Investors who have acquired land in the Marrakech region under the Akenza program are now dismayed. Two years after completing all the acquisition formalities, they still cannot start the construction work on the planned high-end villas on the site.

A total of 200 people are still waiting for the final VNA certificate, essential for obtaining land titles. They have acquired land in a rural, agricultural-type commune, i.e. land unsuitable for housing construction. But for the construction of a project intended to generate a local economy, it can be the subject of a reclassification procedure, sanctioned by the issuance of a first provisional, then final certificate of non-agricultural vocation (VNA), indicates l’Economiste.

The Alliances group, the initiator of the project, which is part of this approach, has filed an application for this purpose since June 2019. The commission for recording VNA confirmation requests has given a favorable opinion for the development of this subdivision and therefore the loss of its agricultural vocation. But since then, the buyers continue to wait for the final VNA certificate, essential for obtaining the land titles. No response from the competent administrations to the concern of the collective of owners.

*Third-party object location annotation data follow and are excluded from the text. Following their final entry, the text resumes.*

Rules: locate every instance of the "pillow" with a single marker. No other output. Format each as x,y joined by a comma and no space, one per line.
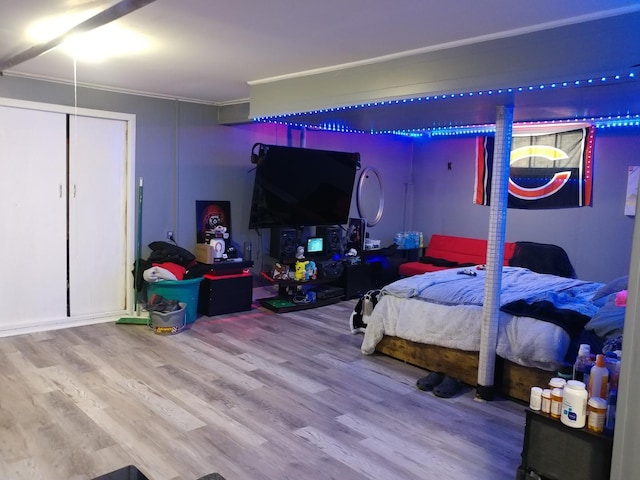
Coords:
613,286
608,321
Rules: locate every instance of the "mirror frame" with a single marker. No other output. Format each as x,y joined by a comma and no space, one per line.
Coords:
366,172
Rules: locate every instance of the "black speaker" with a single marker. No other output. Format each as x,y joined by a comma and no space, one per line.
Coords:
284,242
332,239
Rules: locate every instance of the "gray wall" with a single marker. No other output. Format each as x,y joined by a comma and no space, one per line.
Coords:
597,239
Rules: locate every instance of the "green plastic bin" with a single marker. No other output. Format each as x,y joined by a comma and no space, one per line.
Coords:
185,291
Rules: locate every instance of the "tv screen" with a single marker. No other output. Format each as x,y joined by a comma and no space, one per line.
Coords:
297,187
315,245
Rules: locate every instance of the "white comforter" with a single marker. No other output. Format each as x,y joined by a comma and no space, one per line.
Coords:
403,311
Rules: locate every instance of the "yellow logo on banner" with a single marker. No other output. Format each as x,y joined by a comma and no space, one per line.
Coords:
558,180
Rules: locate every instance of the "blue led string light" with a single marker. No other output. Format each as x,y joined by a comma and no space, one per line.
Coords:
631,120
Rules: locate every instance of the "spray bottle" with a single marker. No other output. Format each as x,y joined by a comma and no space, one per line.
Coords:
599,379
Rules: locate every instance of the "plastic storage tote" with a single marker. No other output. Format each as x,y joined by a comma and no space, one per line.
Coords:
185,291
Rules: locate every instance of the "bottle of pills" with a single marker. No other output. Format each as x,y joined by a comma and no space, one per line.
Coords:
557,382
546,401
597,414
574,404
556,403
535,400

The Akenza project alone, which could generate several hundred jobs for the construction of 200 villas of 400 to 600 m2, is not the first. A similar project, already authorized, marketed and occupied a few hundred meters away. According to some buyers, the file would be blocked at the Ministry of the Interior, just like about sixty other projects developed in the Marrakech region alone by other renowned real estate developers, the newspaper specifies.

The Akenza program, these are lands whose costs vary between 600,000 and 1 million DH depending on the area. Forty owners have already paid the full price and have paid the registration fees to the General Directorate of Taxes. As a result, they are the full owners of their land in the eyes of the tax administration. The other buyers have paid at least a 30% advance.